Livros perdidos
12/06/13 02:06Perder livros é uma coisa incrível. Acho que só acontece comigo, mas é provável que não. De vez em quando, até encomendo de novo para encontrar na estante, ali no lugarzinho onde sempre esteve.
Agora sumiu uma coisa enorme, as revistas americanas dos anos 60 em diante, encadernadas. Como explicar? Eu usava para referência de comida e de moda, a história dos pratos se modificando, o jeito de apresentá-los.
O único jeito mesmo é fechar os olhos e fingir que continuam ali, às minhas ordens. A essa altura, luto por livro não tem cabimento.
E aquele do sul da Louisiana que tinha receitas de quiabo e de uma torta de pecan que fazíamos no começo do bufê? Por sinal, consegui que alguém me trouxesse de lá o filé, folha que se usa para fazer o gumbo. Como se plantando aqui tudo dá, deve ser alguma coisa que anda aí pelos campos ou que ninguém teve interesse de plantar. Pelo que leio, serve como espessante do prato, substituindo o quiabo. Substituindo o quiabo?
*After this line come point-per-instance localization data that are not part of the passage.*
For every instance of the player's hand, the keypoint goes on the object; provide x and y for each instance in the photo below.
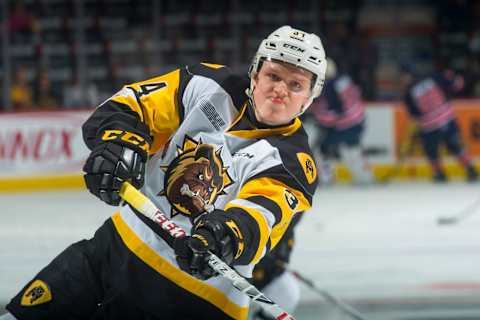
(109, 165)
(193, 252)
(210, 234)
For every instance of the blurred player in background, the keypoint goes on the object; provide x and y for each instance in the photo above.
(340, 116)
(272, 277)
(428, 102)
(223, 156)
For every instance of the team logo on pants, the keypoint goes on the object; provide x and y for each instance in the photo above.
(195, 179)
(37, 293)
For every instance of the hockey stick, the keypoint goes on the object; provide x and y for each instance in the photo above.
(460, 215)
(327, 296)
(146, 207)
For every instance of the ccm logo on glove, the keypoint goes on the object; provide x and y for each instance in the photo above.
(126, 136)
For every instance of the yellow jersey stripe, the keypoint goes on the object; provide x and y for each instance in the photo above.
(278, 192)
(169, 271)
(159, 108)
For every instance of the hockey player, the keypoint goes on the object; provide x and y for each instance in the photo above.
(225, 157)
(428, 102)
(340, 116)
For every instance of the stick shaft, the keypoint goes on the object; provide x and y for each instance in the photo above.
(146, 207)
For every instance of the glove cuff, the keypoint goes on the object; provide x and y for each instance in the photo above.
(221, 240)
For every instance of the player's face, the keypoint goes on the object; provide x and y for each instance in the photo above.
(280, 91)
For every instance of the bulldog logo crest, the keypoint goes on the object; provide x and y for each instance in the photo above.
(195, 179)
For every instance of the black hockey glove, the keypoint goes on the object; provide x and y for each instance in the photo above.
(120, 156)
(209, 234)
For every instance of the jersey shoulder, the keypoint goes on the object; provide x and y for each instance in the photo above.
(297, 158)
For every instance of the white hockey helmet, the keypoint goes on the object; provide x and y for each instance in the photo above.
(298, 48)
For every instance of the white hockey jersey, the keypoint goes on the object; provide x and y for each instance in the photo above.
(207, 153)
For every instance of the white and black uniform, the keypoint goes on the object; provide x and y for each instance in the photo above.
(206, 151)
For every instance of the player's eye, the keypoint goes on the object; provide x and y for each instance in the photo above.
(273, 77)
(295, 86)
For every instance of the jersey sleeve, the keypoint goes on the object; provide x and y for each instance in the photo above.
(152, 109)
(268, 201)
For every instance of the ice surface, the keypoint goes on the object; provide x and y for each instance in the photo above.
(378, 242)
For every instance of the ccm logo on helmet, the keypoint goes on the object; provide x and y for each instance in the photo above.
(294, 48)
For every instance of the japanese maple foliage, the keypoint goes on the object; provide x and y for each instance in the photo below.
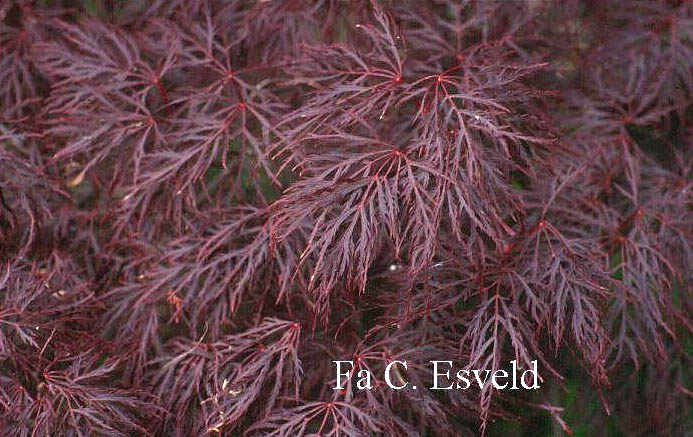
(205, 202)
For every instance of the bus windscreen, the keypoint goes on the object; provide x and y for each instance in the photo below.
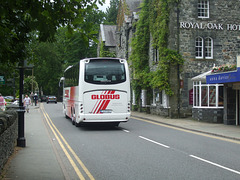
(105, 72)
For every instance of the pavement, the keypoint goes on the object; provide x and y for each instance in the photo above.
(39, 160)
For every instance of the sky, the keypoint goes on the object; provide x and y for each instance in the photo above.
(105, 6)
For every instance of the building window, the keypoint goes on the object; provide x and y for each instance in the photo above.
(204, 48)
(155, 55)
(203, 8)
(208, 48)
(161, 98)
(199, 47)
(207, 96)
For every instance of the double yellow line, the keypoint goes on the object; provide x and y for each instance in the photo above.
(66, 148)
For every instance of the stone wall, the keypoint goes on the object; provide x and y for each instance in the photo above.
(222, 26)
(8, 135)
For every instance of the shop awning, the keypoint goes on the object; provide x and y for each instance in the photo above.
(201, 77)
(226, 77)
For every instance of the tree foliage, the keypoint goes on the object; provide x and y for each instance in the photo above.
(19, 18)
(112, 12)
(154, 20)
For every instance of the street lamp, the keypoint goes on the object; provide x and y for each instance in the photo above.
(21, 141)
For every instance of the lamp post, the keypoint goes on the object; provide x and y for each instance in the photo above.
(21, 141)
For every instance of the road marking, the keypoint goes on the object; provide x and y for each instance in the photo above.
(189, 131)
(52, 127)
(154, 142)
(215, 164)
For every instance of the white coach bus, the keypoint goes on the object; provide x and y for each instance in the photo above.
(97, 90)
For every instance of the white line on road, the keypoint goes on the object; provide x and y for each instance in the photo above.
(154, 142)
(215, 164)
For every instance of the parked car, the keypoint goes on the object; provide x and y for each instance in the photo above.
(43, 98)
(51, 99)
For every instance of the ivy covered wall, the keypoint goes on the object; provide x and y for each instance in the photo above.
(154, 21)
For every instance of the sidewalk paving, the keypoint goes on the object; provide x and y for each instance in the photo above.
(38, 159)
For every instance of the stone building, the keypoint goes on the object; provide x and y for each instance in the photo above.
(206, 33)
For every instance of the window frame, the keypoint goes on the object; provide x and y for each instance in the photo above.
(198, 95)
(205, 48)
(203, 9)
(199, 48)
(208, 48)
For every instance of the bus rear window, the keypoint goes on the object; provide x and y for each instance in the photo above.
(105, 72)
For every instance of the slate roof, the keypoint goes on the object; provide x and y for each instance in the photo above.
(108, 34)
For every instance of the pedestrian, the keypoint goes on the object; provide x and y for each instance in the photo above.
(27, 102)
(2, 103)
(35, 97)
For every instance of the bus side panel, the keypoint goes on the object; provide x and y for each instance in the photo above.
(106, 105)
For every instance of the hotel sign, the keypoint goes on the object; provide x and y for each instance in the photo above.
(209, 26)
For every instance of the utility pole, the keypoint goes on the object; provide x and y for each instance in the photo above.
(21, 141)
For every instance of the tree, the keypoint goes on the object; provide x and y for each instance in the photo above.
(112, 12)
(20, 18)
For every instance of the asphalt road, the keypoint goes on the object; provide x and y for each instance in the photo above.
(138, 150)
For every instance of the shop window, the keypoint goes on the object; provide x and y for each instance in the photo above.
(203, 8)
(205, 95)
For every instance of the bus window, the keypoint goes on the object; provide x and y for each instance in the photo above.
(105, 72)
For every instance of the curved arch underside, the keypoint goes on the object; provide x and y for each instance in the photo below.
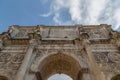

Só? Para quê?
Bom, só vou saber depois que experimentar no meu “taller” em tudo semelhante ao do Adrià. (O filé é feito de folhas de sassafrás secas e foi introduzida nos EUA pelos índios Choctaw.) “Who?”
Vocês se lembram quando a comida dos irmãos Prudhomme virou o que havia de moderno e chique? Era o peixe assado de um lado só, os vários pozinhos apimentados que ele industrializou.
E tinha a história de um cozinheiro de família francesa, que se refugiara lá na Revolução Francesa. Ficou conhecido pelos seus gumbos, jambalayas, bisques, que fazia à perfeição. Resolveu bolar alguma coisa muito especial para o casamento da filha logo depois da Guerra de Secessão. Prestem atenção na ideia, coisa de cozinheiro ou de decorador enlouquecido? Importou aranhas enormes e soltou-as numa aleia de pinheiros e de carvalhos que levava à fazenda onde se realizaria o casamento.
Na manhã da festa, espalhou pó de ouro nas teias criando a sensação de levíssimas malhas douradas. Todas as refeições foram feitas debaixo dessa delicadeza de sonho, produzida pelas aranhas.
Fica-se pensando que é mentira, mas que imaginação precisaria ter um mentiroso para inventar uma fofoca trabalhosa como essa?
Outro livro que perdi foi o meu primeiro de comida chinesa. Ainda não sabiam ficar inventando moda nas receitas e era simples e transparente como uma cartilha bem escrita.
O nome da autora era Grace Zhiu.Livro para débil mental, mesmo, mas eu sentia como meu porto chinês. “Why did I tell you I was going to Shangai? I’m even allergic to rice” (Por que eu lhe disse que iria para Xangai? Eu sou até mesmo alérgico à arroz). Desse tempo, tempo da Doris Day.
Mas a minha alegria não teve limites quando achei um destroçado naqueles sebos da Amazon. Não fez diferença, era ruim mesmo, mas fazia parte da minha identidade, ficava um incômodo, uma falha.
Agora, sumiram todos os meus cadernos de receitas da juventude e da vida afora. Não estou considerando perdidos, pois como foram todos devo ter posto numa sacola de plástico, numa caixa, mas está esquisitíssimo terem sumido assim em bando. E esses é “ciao, ciao”, não vai haver sebo em que os encontre.
Panta rei, tudo passa, panta de pan tudo, rei de rio, rua, passar, correr ; tudo que nasce morre, a vida é impermanência. há o desapego. o sr. Castro na A2 ho-je dá uma lista de comidas típicas brasileiras regionais que guardei rasgando a pg. A sardinha frita está lá. Muitas nem que é daqui sabe o que é.
Nina,
Nada como um bom escaner e uma cópia de segurança contra os sumiços da vida.
Agora!!!! (rs)
E no ato de escanear seus documentos preferidos, você ainda pode reviver máginificas lembranças e compartilhar cada uma delas com seus leitores.